Tuesday, October 13, 2015

Nobelist Angus Deaton



Market antipathies and neo-Malthusian doomsday talk are widespread and go hand-in-hand. There is much that they miss. Deirdre McCloskey celebrated the Great Fact.  And the world now knows that Nobelist Angus Deaton celebrated The Great Escape.  Deaton notes in his Preface that, The Great Escape is a movie about men escaping from a prisoner-of-war camp in WW II. The Great Escape in this book is the story of mankinds escape from deprivation and early death, how people have managed to make their lives better and led the way for others to follow. (p. ix) Read the book.
Note Deaton's last phrase. One can say that there is good inequality and bad inequality. The former refers to earned success and is enlightening; the latter refers to entrenched and sclerotic rent-seeking, the bread and butter of our political class.

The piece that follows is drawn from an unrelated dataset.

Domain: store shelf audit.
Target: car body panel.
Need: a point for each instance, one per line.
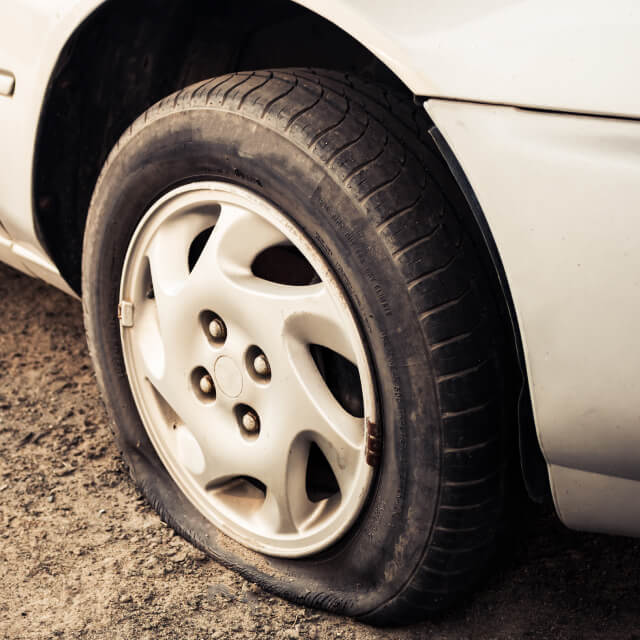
(561, 194)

Here is much more on Deaton.  Even more at Marginal Revolution,
Back to Facts and Escapes. Steven Landsburg put it this way:
Modern humans first emerged about 100,000 years ago. For the next 99,800 years or so, nothing happened. Well, not quite nothing. There were wars, political intrigue, the invention or agriculture but none of that stuff had much effect on the quality of peoples lives.  Almost everyone lived on the modern equivalent of $400 to $600 a year, just above the subsistence level.  True there were always aristocracies who lived far better, but numerically, they were quite insignificant …” Steven Landsburg (WSJ, 2007)

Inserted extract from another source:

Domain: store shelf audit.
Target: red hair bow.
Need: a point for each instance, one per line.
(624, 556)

William Baumol and his colleagues wrote:
 The most astonishing thing about the extraordinary growth and innovation that the U.S. and other economies have achieved over the past two centuries is that it does not astonish us. (W.J. Baumol, R.E. Litan and C.J. Schramm, Good Capitalism, Bad Capitalism, and the Economics of Growth andProsperity, 2007)
There is more shouting from many rooftops left to do. Great that the relevant Nobel Committee is on the case.